There was too much damage and loss during WWII and the Soviet era. Churches and monasteries were blew up, fine 18th and 19th century buildings erased from the map and thousands others damaged. Ever since the war finished and specially since the end of the Soviet era, the city (and country as overall) started a new trend of frenetic construction and reconstruction. Vanished cathedrals and monasteries were elaborately rebuilt on the very same form and design as the ones centuries old before stood Anastylosis worked pretty well here, a great job done; this is, whenever appropriate, using as many of the original stones as possible. Such a reconstruction effort is what you can admire today, blended with the elegant and imposing Soviet style avenues.
While it is true the Soviet era did a terrible damage in the city, bulldozing entire historic areas to make way for avenues and boulevards, 10 lane roads and new transportation ways; it was not all in a negative point. They created a new urbanism seen today across every country that once formed part of the Soviet Bloc. Stalinist Architecture (Stalin’s Neo-renaissance, Stalinist Gothic or Socialist Classicism), those are all terms referring to the same style.
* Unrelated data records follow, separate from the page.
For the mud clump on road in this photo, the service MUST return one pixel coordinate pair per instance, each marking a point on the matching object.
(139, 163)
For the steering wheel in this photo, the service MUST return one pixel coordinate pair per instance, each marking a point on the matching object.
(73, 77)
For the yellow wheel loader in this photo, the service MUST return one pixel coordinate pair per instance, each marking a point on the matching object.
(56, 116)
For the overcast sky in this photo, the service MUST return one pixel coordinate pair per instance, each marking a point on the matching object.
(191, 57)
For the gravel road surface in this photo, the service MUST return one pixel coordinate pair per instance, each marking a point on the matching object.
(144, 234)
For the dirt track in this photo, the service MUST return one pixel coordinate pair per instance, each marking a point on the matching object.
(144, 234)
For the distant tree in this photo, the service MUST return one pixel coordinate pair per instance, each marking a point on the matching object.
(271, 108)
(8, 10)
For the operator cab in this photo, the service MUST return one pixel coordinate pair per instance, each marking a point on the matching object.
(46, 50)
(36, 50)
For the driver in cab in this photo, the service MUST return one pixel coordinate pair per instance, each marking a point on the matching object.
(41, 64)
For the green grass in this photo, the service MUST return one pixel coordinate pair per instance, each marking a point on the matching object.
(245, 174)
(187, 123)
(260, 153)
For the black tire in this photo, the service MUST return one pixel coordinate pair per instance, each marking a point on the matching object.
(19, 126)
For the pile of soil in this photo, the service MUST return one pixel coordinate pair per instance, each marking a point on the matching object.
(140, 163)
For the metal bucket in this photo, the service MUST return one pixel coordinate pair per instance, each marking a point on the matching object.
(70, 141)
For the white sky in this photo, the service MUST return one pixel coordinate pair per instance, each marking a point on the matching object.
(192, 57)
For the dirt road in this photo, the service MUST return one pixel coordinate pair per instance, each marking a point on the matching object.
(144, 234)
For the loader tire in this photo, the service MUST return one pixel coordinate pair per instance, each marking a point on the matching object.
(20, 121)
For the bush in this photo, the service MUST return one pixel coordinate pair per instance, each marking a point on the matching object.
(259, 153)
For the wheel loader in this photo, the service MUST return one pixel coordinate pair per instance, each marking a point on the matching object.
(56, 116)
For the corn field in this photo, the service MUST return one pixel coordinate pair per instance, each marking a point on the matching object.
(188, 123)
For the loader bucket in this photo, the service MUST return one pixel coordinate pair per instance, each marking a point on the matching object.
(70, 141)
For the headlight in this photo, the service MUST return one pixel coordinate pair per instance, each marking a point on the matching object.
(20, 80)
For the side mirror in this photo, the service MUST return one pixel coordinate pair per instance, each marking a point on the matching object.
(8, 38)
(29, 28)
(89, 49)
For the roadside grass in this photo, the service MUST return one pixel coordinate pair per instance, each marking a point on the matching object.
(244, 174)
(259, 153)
It made the cities look grand and powerful, elegant and practical and an unique sight on their own.
Food-wide talking, this was great. But finding the right place can be challenging since rarely anyone will speak or understand English. If you know Russian or Cyrillic alphabet, or even Slavic, then you will be totally fine as you will be able to communicate. But something easy which you will find anywhere in their cuisine is Ukrainian borshch (soup made of vegetables topped with sour cream); rosolnyk (soup made with pickles), deruny (potato pancakes), varenyky or pierogi (dumplings filled with meats, vegs or both), goulash (although Hungary is popular for this, Ukraine does a great version of it), cabbage rolls (cabbage leaves rolled with rice, meats and vegs), and many sausages. Try to find as more local place as possible and you will get the best quality and the cheapest prices guaranteed, although saving you the effort nothing beats the chain called Puzata Hata (Пузата Хата), here you will find absolutely anything Ukrainian, on a self service basis at great prices, the same applies to the drinks with great beer as example.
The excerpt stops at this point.